Monday, June 22, 2009

Being Peggy Noonan VI

Peggy Noonan does not always cut it for me in her written or television opinions. I have written of Ms. Noonan on this blog before. Sometimes it appears as if she is in competition with some former self and that she is too fond of days gone by as the speechwriter for President Reagan. But at other times she has been relevant and timely. Today was such a time.

Noonan's article in the Wall Street Journal was potent and precise and did not wreak of partisan politics. Noonan addressed many Republicans who have called for President Obama to become involved in the Iranian national election and protests. I have written of this last week in a post, Being with the Iranian People.

When addressing President Obama's response to the protests in Iran, Noonan wrote:
To refuse to see all this as progress, or potential progress, is perverse to the point of wicked.

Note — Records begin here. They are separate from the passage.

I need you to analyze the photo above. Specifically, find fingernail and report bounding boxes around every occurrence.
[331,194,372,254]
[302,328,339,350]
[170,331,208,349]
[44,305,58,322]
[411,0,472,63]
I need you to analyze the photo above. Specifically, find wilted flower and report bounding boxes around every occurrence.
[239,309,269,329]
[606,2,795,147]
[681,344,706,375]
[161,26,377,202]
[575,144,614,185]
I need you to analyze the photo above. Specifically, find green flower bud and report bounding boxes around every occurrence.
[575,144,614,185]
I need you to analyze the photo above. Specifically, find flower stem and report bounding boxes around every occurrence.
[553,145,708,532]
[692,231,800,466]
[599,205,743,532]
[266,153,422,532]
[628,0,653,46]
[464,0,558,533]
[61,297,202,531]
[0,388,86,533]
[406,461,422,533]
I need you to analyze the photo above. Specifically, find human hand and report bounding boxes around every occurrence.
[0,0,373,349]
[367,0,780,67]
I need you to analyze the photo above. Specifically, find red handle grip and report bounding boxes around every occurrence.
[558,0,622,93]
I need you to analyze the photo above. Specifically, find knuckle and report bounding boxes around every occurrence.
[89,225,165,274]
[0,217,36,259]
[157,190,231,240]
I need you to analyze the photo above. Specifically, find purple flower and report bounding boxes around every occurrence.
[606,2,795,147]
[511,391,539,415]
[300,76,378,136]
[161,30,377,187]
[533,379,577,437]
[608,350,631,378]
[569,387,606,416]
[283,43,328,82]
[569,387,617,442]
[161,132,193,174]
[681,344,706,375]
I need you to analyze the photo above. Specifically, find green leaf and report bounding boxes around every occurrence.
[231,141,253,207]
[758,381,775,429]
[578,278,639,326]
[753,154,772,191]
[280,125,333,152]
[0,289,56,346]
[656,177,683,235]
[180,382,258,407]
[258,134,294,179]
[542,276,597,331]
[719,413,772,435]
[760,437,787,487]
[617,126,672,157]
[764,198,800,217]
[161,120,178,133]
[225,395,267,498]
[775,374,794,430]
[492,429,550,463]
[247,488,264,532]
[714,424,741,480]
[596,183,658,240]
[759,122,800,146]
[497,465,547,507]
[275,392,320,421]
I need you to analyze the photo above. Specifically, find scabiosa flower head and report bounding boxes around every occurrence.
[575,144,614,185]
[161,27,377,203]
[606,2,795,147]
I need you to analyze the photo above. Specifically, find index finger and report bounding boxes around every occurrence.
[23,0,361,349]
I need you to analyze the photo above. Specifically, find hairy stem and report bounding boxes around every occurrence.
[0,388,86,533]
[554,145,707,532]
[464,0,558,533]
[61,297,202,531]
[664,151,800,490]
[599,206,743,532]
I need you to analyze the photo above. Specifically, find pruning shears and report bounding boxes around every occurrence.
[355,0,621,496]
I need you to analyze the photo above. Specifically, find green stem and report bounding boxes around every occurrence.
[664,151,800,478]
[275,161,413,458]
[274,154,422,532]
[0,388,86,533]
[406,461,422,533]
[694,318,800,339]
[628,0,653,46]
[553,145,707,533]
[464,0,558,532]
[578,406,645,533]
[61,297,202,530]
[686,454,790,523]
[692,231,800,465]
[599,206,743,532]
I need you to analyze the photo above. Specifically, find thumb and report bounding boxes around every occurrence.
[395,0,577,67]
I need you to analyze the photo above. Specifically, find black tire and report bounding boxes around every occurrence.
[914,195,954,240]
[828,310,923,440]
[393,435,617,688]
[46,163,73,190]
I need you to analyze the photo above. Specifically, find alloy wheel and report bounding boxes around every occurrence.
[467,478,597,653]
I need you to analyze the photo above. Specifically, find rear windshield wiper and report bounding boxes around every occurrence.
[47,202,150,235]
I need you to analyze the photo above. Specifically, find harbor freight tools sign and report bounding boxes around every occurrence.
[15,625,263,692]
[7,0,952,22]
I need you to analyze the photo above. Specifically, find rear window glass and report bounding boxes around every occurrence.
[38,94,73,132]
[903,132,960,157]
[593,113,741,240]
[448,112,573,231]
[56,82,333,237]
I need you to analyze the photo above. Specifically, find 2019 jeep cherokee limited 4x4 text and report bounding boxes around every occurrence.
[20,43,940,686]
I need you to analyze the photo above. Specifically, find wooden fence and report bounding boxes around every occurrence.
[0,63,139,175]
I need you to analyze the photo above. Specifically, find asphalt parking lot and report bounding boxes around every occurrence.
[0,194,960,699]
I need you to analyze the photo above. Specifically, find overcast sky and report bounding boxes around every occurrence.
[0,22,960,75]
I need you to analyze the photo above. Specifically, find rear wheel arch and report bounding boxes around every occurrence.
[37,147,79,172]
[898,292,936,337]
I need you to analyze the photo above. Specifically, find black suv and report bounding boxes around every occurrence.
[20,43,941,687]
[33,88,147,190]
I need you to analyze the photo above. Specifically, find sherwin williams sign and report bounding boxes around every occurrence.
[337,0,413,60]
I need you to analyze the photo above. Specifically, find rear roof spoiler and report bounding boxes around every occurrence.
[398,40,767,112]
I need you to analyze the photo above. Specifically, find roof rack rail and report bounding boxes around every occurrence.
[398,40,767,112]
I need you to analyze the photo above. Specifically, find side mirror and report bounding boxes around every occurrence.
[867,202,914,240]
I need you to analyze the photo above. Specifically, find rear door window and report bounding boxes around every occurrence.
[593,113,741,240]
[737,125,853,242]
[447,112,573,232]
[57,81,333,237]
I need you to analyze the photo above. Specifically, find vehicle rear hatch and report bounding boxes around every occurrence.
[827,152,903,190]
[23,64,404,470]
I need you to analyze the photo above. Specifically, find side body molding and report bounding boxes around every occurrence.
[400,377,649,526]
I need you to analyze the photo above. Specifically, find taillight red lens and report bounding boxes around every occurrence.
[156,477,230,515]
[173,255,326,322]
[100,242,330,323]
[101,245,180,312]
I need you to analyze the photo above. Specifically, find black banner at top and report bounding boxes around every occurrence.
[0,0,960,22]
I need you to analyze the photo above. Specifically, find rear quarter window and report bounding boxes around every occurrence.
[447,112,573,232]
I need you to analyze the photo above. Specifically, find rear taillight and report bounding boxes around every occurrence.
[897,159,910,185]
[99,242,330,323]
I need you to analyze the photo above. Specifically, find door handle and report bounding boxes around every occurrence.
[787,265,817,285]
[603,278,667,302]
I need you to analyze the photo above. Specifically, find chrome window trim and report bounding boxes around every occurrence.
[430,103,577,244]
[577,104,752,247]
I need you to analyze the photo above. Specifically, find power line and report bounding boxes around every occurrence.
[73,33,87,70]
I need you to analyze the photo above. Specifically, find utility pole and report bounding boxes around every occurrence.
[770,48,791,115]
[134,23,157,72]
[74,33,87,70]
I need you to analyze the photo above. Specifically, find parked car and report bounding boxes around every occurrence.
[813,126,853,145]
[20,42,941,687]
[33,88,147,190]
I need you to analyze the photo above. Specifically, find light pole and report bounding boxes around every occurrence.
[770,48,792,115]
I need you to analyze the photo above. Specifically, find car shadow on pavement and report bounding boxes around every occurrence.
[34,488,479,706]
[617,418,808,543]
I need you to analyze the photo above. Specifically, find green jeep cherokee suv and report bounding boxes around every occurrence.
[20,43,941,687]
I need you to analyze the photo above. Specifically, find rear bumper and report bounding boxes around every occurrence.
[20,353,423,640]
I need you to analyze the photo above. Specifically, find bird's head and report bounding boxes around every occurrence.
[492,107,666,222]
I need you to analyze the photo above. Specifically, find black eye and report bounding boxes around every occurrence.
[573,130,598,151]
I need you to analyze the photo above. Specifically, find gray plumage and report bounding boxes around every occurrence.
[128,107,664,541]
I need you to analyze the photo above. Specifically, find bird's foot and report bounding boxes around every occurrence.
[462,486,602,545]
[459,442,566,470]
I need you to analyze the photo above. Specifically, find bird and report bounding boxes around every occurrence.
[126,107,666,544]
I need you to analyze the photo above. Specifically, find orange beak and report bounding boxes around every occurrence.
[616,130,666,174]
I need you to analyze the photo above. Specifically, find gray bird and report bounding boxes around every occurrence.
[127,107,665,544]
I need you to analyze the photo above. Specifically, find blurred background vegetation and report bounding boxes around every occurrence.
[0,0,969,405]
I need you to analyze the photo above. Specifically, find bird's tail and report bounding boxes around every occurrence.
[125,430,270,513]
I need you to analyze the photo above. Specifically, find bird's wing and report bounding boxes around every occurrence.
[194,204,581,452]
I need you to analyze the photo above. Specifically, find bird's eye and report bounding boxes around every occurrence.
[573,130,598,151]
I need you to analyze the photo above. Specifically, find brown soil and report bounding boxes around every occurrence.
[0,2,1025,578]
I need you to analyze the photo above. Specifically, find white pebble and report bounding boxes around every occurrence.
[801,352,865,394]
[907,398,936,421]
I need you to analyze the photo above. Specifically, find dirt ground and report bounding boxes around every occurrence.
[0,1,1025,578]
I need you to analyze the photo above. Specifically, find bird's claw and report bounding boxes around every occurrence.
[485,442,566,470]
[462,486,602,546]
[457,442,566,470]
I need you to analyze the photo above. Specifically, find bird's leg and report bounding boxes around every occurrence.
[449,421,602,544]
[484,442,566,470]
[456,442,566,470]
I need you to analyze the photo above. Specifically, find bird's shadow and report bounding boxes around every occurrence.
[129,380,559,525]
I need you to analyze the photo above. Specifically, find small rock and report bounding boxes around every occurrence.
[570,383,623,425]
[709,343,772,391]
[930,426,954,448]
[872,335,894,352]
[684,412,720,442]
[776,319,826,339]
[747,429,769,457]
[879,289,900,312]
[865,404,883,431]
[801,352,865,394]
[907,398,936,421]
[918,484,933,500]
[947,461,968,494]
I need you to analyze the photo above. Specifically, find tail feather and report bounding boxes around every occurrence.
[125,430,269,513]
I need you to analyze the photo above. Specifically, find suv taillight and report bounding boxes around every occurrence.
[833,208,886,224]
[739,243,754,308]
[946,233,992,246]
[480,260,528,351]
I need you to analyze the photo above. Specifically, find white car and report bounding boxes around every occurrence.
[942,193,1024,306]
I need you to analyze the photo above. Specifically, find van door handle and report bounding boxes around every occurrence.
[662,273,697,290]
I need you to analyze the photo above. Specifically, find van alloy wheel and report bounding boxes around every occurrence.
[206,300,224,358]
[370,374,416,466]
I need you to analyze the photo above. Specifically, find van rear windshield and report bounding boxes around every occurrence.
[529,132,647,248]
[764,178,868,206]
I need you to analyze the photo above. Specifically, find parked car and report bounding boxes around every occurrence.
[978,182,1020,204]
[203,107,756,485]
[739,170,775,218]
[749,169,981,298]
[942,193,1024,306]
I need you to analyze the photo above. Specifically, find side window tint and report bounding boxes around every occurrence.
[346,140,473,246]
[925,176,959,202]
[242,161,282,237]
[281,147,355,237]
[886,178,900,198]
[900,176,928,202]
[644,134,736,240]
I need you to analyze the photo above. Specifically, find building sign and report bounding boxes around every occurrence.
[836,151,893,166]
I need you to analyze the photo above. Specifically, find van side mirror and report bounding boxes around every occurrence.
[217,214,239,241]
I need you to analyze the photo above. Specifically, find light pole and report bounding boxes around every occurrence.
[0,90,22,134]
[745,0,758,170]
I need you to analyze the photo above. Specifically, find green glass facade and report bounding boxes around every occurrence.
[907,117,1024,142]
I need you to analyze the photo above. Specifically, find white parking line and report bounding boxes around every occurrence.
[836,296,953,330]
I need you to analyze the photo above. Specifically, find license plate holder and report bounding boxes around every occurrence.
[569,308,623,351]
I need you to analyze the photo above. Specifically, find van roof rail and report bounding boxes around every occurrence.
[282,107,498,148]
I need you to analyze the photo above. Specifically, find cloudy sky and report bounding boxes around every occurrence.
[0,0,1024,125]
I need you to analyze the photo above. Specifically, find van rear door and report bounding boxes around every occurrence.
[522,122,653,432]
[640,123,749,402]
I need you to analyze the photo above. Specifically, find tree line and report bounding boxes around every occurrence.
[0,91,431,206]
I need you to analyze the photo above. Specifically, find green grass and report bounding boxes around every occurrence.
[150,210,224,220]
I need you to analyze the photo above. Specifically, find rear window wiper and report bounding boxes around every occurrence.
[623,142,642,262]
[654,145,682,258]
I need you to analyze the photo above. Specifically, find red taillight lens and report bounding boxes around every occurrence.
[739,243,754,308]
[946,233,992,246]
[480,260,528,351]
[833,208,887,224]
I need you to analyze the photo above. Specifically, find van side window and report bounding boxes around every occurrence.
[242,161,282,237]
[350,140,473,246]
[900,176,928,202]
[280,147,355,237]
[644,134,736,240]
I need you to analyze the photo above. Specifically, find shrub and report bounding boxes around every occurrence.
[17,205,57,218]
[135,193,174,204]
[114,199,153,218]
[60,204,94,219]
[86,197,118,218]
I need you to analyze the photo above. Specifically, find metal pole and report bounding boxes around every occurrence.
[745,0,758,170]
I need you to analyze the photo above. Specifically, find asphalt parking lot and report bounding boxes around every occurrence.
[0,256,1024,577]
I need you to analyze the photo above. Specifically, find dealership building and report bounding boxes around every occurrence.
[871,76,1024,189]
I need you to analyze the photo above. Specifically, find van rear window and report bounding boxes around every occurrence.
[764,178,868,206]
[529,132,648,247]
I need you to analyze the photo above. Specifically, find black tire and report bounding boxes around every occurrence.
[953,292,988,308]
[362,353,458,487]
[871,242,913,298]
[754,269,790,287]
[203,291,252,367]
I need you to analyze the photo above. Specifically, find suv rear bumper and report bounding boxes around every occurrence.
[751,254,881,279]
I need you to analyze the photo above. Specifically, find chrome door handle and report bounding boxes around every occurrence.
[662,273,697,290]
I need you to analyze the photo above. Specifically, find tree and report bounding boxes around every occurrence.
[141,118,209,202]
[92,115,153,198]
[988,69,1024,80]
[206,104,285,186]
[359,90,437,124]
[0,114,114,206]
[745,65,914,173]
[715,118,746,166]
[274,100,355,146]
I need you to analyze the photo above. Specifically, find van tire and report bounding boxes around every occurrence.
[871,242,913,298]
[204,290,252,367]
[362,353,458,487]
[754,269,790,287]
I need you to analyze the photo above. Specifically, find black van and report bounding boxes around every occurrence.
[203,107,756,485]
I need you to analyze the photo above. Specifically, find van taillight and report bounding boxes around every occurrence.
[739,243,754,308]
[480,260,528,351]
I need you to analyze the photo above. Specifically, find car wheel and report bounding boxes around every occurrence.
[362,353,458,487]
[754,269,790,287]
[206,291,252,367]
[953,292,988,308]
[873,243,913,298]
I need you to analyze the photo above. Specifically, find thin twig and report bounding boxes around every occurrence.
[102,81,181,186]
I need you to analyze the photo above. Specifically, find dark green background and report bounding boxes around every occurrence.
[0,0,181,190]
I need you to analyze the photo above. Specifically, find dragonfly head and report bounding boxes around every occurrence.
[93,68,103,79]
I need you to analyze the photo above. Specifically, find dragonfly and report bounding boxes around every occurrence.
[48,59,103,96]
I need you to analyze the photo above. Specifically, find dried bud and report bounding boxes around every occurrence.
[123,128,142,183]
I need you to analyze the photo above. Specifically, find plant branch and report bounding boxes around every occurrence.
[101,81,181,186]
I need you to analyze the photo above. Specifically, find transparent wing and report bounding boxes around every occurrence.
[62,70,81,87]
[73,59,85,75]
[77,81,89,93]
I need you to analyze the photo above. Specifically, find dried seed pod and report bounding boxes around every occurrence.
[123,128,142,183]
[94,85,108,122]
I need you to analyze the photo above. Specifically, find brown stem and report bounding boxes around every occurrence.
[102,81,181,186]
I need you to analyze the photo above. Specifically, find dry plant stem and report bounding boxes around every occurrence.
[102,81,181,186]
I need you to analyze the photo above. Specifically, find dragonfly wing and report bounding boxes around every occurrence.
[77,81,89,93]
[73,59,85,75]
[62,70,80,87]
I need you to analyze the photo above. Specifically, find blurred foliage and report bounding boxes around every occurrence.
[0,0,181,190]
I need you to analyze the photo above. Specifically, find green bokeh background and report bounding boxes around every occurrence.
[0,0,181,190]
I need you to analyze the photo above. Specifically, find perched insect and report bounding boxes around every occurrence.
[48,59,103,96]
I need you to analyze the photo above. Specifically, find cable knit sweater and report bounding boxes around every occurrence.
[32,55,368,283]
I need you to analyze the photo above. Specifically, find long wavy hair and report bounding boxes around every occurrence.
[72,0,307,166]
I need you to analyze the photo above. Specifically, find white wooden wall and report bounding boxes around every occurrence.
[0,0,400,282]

To insist the American president, in the first days of the rebellion, insert the American government into the drama was shortsighted and mischievous. The ayatollahs were only too eager to demonize the demonstrators as mindless lackeys of the Great Satan Cowboy Uncle Sam, or whatever they call us this week. John McCain and others went quite crazy insisting President Obama declare whose side America was on, as if the world doesn't know whose side America is on. "In the cause of freedom, America cannot be neutral," said Rep. Mike Pence. Who says it's neutral?

This was Aggressive Political Solipsism at work: Always exploit events to show you love freedom more than the other guy, always make someone else's delicate drama your excuse for a thumping curtain speech.

Mr. Obama was restrained, balanced and helpful in the crucial first days, keeping the government out of it but having his State Department ask a primary conduit of information, Twitter, to delay planned maintenance and keep reports from the streets coming. Then he made a mistake, telling the New York Times in terms of our national security there is little difference between Mr. Ahmadinejad and his foe, Mir Hossein Mousavi, which may or may not in the long run be true but was undercutting of the opposition.
These are wise words from Peggy Noonan that are good for the country.